What is a Sliding Window Rate Limit?
A rate limiting approach that uses a rolling time window rather than fixed intervals. Instead of resetting a counter every minute on the minute, it considers the last N seconds from the current moment, providing smoother and more predictable enforcement.
WHY IT MATTERS
Fixed-window rate limiting has a well-known edge case: an agent can make the maximum allowed calls at the end of one window and the start of the next, effectively doubling throughput at the boundary.
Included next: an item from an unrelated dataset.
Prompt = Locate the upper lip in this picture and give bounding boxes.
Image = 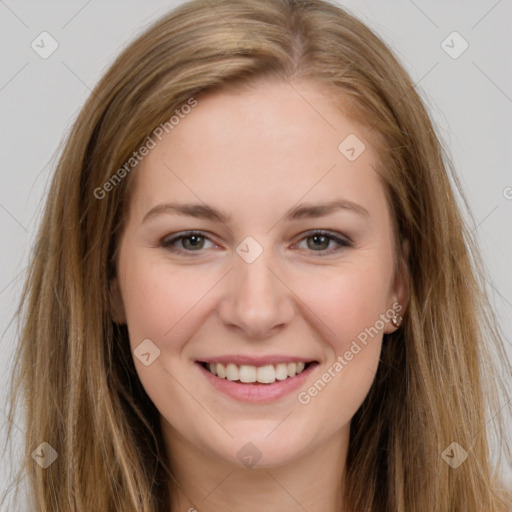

For a limit of 10 calls per minute, an agent could make 20 calls in two seconds if they straddle the window reset.
Sliding window eliminates this by always looking backwards from the current moment. "10 calls per minute" means 10 calls in any 60-second span, not 10 calls between :00 and :59. This is particularly important for AI agents because agent frameworks often batch tool calls in rapid sequences — precisely the pattern that exploits fixed-window boundaries.
The trade-off is implementation complexity. Sliding window requires tracking individual call timestamps rather than a simple counter, consuming more memory. For most MCP proxy deployments, this overhead is negligible compared to the cost of the tool calls themselves.
HOW POLICYLAYER USES THIS
Intercept supports sliding window semantics in its rate limiting policies. When configured, Intercept tracks timestamps of recent tool calls and evaluates the count within the rolling window on each new request. This prevents boundary-straddling bursts and provides consistent, predictable enforcement regardless of when the agent happens to make its calls.